Network Interdiction
A defender removes links from a supply or communication network; an attacker (or flow) re-routes optimally around the damage. The attacker's rerouting is the inner problem.
Algorithm Configuration
As in the E-CVRP paper in today's issue: the outer problem sets solver parameters; the inner problem is the solver running to completion on an instance with those parameters.
Supply Chain Contracting
A manufacturer sets wholesale prices; retailers maximise their own margins by choosing stocking quantities. The manufacturer must anticipate retail response to each pricing decision.
Tax & Subsidy Design
A government sets tax rates or subsidies; firms and households adjust investment and consumption decisions optimally. The government's revenue or welfare objective depends on the private-sector response.

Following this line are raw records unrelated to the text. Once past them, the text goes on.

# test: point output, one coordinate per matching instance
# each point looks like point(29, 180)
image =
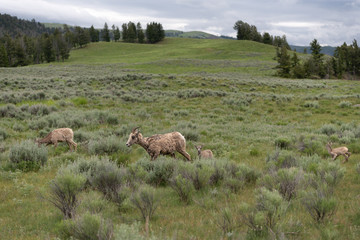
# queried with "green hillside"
point(175, 55)
point(271, 176)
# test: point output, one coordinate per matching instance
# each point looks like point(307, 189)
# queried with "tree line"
point(39, 44)
point(344, 64)
point(249, 32)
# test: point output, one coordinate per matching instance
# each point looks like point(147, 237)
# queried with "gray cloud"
point(332, 22)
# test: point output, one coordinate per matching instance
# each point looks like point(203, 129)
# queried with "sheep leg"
point(73, 144)
point(185, 154)
point(69, 145)
point(155, 156)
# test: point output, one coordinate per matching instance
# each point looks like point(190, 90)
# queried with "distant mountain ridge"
point(193, 34)
point(328, 50)
point(15, 26)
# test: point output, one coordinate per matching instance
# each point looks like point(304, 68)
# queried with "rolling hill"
point(268, 135)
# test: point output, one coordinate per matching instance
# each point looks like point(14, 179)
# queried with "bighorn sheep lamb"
point(204, 153)
point(59, 135)
point(164, 144)
point(335, 152)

Adversarial Machine Learning
A model trainer (leader) designs a classifier; an adversary (follower) generates maximally misleading perturbations. The trainer must account for the adversary's optimal attack strategy during training.
NAMED PRINCIPLE
Bracken–McGill: when a follower optimises rationally in response to your choice, their objective function is your feasibility condition — not a parameter, not a scenario, but a nested programme.
Named for Jerome Bracken and James McGill, who gave the first formal mathematical treatment of bilevel programming in 1973, establishing that the follower's optimality condition belongs inside the leader's constraint set.